La estrategia de Honda para recuperar el trono mundial pasaba por juntar a dos de los mejores talentos de la parrilla bajo un mismo techo. Sin embargo, El Diablo, que firmó con la fábrica japonesa con galones de líder absoluto y un contrato blindado, ha dejado claro que no quiere a Márquez como compañero de box. El francés considera que la llegada de un perfil como el de Marc, desestabilizaría al equipo y provocaría un paso atrás.

El contundente no de Quartararo

La negativa de Quartararo no es solo una cuestión de ego, sino de supervivencia deportiva. Fabio sabe que Marc Márquez conoce mejor que nadie los entresijos de Honda y que nada más llegar, el equipo estaría a su servicio. Para el francés, aceptar a Marc supondría arriesgarse a perder el estatus de piloto número uno por el que tanto ha peleado. Con este veto, Quartararo lanza un órdago a la directiva japonesa, ya que el proyecto de 2027 debe girar exclusivamente en torno a él.

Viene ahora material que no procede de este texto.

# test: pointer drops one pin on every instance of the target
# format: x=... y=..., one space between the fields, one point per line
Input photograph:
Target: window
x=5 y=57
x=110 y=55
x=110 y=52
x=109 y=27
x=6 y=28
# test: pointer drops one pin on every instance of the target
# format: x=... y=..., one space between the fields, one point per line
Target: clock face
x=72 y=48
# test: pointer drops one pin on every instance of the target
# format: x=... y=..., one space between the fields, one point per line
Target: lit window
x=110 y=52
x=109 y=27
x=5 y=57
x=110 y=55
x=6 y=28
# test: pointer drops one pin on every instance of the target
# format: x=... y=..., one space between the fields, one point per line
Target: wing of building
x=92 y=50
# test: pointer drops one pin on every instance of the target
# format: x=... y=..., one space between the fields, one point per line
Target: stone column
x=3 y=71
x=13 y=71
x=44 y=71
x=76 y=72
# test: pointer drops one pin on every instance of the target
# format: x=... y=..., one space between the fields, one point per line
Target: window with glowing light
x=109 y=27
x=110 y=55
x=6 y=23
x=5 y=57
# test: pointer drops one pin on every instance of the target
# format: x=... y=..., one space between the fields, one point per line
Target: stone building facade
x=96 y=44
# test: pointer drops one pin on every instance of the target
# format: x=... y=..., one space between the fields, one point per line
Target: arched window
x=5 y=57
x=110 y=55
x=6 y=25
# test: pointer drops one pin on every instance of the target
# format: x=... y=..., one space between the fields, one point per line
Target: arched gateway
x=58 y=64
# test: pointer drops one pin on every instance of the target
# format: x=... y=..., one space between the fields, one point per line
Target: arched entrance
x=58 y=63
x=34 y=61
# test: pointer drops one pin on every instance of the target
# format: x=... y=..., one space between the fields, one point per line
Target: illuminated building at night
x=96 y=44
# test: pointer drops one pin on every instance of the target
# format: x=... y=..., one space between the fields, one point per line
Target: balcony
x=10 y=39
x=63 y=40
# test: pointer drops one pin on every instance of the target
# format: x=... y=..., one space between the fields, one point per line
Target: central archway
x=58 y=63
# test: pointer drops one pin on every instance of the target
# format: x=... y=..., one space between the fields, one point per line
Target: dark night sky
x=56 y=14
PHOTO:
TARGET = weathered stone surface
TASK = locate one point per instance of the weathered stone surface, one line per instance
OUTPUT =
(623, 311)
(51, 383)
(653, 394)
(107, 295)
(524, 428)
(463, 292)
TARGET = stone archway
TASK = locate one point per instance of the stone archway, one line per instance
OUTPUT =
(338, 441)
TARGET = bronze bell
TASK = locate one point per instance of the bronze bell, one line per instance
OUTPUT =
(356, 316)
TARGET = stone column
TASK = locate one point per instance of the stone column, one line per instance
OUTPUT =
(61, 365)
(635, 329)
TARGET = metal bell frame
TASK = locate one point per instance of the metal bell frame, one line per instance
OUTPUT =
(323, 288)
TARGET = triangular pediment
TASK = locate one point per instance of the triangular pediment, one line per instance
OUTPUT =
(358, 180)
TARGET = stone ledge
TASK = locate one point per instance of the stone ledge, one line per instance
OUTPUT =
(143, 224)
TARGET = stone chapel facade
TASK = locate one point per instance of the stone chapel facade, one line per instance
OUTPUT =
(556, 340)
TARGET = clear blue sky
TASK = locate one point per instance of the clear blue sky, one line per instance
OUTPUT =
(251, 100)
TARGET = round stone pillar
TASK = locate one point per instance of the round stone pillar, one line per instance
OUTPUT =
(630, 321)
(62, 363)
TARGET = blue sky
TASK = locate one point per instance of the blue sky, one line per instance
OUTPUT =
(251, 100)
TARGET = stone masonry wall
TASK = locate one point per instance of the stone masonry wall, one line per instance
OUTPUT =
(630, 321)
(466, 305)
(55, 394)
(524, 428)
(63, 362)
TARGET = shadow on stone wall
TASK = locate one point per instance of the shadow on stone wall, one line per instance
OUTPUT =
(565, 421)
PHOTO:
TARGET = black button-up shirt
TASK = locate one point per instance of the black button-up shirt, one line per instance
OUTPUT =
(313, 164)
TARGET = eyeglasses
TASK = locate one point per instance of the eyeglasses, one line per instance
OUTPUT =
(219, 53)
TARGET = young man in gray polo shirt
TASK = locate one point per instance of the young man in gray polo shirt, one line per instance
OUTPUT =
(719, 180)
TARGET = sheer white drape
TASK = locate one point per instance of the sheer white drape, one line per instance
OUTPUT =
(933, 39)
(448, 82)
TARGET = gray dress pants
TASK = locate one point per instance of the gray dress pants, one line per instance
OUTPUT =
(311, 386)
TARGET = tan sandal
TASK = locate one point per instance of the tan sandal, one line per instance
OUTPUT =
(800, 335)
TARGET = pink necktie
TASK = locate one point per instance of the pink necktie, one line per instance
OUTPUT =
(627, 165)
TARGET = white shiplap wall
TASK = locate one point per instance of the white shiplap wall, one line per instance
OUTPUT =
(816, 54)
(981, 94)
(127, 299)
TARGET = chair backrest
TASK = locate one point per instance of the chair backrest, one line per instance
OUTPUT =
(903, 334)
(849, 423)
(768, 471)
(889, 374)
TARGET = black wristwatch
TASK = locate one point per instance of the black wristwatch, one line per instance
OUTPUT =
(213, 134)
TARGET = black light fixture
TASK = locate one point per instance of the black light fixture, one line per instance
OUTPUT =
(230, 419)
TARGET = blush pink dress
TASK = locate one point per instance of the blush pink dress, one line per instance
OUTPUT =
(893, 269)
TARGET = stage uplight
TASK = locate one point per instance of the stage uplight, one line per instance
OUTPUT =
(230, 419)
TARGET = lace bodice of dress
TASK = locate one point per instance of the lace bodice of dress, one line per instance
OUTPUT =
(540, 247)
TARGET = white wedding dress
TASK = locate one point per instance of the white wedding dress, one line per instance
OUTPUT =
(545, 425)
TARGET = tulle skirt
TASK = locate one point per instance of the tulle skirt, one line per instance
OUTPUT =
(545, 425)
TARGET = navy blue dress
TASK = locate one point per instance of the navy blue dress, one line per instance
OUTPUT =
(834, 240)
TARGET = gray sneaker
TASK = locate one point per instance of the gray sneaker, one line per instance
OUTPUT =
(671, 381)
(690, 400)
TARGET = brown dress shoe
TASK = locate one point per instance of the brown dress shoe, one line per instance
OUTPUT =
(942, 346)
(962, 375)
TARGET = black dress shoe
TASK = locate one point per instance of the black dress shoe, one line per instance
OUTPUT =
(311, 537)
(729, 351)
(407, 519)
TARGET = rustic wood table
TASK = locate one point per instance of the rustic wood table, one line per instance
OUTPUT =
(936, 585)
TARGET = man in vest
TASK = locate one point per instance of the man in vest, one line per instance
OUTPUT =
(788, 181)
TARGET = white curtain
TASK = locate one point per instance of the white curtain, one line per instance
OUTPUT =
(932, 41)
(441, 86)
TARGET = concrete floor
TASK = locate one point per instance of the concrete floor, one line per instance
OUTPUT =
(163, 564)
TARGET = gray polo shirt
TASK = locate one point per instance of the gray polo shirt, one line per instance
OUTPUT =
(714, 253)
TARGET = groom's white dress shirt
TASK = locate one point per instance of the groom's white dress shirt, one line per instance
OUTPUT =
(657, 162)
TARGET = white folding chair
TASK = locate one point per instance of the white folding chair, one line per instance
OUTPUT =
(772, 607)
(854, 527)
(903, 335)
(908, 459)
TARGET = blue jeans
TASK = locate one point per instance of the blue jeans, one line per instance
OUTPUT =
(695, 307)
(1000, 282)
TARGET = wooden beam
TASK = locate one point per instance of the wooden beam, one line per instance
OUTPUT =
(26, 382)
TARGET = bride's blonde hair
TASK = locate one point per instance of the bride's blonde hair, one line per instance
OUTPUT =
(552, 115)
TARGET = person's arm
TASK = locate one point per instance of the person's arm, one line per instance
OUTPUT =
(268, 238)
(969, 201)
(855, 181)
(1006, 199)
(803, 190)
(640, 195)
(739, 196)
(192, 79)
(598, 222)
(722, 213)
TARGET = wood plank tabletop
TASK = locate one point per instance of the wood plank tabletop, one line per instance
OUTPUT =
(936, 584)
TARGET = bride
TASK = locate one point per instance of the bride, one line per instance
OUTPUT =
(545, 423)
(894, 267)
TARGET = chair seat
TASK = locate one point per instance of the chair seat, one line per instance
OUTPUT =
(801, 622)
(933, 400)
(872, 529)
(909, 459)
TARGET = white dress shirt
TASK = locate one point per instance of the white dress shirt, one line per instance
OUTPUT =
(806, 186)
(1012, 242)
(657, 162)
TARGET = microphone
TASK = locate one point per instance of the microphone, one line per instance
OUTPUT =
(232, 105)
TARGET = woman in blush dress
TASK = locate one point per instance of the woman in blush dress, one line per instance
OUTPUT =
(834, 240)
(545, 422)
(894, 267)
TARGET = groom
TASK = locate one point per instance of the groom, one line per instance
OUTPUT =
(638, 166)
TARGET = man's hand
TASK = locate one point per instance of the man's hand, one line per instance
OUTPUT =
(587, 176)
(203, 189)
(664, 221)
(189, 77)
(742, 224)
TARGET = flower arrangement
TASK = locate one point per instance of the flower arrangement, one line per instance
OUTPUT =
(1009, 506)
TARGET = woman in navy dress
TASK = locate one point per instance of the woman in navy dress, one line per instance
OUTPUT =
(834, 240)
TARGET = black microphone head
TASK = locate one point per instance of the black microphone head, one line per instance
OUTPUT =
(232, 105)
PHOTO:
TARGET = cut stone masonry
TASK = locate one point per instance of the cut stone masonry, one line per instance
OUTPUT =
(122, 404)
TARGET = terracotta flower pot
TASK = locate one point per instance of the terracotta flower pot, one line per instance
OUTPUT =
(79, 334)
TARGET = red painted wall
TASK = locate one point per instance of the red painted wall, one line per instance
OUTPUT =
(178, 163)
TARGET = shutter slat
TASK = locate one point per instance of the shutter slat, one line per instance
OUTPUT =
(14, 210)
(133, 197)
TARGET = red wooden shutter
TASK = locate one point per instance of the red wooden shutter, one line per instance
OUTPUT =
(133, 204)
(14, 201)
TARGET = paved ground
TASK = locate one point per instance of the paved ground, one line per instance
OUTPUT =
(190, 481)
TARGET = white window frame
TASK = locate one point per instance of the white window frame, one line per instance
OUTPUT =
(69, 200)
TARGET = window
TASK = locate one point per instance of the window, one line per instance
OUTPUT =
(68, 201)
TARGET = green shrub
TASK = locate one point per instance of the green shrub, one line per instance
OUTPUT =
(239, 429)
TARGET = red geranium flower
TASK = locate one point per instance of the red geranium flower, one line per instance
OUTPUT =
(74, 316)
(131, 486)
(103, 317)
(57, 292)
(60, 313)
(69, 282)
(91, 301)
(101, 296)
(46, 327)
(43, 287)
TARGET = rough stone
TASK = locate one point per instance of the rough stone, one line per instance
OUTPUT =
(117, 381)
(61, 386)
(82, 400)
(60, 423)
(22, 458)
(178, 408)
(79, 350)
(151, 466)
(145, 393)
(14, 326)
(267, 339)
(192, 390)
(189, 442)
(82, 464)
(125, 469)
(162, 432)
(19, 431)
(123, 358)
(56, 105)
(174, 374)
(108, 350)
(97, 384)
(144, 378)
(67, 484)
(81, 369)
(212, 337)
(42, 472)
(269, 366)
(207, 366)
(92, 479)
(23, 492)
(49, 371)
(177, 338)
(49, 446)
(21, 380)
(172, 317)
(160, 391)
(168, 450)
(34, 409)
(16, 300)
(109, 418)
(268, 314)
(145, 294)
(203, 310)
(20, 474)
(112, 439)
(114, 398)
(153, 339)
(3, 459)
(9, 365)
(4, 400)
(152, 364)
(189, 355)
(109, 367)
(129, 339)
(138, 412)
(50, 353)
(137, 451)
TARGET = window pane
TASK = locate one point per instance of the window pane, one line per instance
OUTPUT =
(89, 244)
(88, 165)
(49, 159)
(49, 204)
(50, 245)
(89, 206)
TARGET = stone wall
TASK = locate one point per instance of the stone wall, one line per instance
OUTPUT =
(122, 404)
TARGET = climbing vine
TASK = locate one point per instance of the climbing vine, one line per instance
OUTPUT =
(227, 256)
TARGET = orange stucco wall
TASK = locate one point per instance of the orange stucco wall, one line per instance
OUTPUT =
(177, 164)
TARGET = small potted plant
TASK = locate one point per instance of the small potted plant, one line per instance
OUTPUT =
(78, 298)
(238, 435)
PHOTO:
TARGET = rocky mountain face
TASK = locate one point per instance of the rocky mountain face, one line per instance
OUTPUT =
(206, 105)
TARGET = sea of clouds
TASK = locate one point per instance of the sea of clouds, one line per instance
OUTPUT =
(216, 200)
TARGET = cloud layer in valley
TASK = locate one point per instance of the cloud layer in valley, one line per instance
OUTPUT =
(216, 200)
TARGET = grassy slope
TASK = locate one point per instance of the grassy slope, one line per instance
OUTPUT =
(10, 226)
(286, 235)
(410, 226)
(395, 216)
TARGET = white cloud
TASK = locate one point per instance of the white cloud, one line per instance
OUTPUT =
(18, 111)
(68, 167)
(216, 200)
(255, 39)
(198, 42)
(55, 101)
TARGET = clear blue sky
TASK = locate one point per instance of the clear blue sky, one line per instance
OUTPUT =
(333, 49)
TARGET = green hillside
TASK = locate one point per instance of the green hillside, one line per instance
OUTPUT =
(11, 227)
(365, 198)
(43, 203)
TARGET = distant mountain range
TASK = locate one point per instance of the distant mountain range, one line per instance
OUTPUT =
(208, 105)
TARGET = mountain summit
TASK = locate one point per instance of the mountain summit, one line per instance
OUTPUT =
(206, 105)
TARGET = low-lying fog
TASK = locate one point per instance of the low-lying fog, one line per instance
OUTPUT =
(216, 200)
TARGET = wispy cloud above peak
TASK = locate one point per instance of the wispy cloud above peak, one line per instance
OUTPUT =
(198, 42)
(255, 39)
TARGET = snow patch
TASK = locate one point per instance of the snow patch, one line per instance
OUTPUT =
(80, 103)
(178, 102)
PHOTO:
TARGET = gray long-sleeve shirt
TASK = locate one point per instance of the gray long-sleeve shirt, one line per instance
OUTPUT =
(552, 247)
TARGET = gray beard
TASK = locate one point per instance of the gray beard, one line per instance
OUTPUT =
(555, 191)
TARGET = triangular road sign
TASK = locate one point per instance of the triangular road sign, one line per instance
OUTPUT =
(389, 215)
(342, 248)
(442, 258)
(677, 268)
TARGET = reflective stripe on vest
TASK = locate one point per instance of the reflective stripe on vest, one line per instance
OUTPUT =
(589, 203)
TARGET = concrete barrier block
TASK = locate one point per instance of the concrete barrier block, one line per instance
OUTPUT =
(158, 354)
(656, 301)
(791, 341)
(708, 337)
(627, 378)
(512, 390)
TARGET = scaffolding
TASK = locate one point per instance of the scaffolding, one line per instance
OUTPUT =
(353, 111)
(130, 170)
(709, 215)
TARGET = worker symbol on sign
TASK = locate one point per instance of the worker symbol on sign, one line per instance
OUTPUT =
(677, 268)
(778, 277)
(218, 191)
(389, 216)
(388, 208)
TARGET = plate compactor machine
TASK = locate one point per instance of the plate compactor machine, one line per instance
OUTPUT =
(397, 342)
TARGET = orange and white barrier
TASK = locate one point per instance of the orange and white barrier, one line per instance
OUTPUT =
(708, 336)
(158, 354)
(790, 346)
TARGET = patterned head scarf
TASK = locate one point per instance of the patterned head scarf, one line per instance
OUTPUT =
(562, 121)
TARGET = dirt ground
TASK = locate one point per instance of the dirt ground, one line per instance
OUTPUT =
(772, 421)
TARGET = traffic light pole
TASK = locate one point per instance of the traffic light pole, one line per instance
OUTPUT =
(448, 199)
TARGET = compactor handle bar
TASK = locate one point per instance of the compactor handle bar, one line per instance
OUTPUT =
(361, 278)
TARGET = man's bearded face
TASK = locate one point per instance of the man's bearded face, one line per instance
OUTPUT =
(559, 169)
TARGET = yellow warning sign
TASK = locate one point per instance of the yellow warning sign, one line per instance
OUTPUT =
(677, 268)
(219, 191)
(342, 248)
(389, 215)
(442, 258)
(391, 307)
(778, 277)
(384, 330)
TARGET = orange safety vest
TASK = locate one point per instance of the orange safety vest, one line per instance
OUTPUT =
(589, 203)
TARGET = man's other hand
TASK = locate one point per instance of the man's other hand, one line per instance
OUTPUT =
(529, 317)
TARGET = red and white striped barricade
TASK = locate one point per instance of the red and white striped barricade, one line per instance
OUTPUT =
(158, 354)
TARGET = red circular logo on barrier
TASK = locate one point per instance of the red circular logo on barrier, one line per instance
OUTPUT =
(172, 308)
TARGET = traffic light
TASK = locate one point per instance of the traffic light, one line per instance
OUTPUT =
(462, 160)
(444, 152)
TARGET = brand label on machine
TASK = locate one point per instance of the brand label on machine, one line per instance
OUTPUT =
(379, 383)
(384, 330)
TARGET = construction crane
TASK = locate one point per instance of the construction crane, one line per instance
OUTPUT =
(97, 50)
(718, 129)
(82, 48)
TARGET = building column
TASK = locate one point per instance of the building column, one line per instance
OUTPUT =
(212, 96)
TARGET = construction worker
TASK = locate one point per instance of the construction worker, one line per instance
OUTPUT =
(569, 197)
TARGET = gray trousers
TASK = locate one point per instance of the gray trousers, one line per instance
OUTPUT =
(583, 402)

Fabio Quartararo, serio, en el box de Yamaha durante los tests de Qatar / Foto: Europa Press
Fabio Quartararo, serio, en el box de Yamaha durante los tests de Qatar / Foto: Europa Press

Este movimiento deja a Marc Márquez en una situación de incertidumbre. Tras su paso por Ducati, el nueve veces campeón del mundo podría buscar un último gran proyecto para 2027. La opción de Honda era la más romántica, pero el poder de Quartararo en la estructura japonesa ha cerrado una puerta que parecía abierta de par en par. Ahora, Márquez debe empezar a buscar alternativas en otras fábricas como KTM o Aprilia, en caso de querer salir de Ducati.

Honda, obligada a tomar una decisión

La decisión de Honda de priorizar los deseos de Quartararo sobre el regreso de Márquez no ha sido una decisión nada sencilla. Rechazar al mejor pilot de tu historia nunca es sencillo y en la marca japonesa han tenido que hacer de tripas corazón para dar luz verde a la petición de un Quartararo que tiene muy claras sus exigencias.

Así pues, el mercado de fichajes para 2027 ha saltado por los aires mucho antes de lo previsto. Marc Márquez se queda, de momento, sin el asiento que más deseaba. El Diablo ha marcado su territorio y ha demostrado que, en la nueva era de MotoGP, los galones se ganan en la pista pero se defienden en los despachos.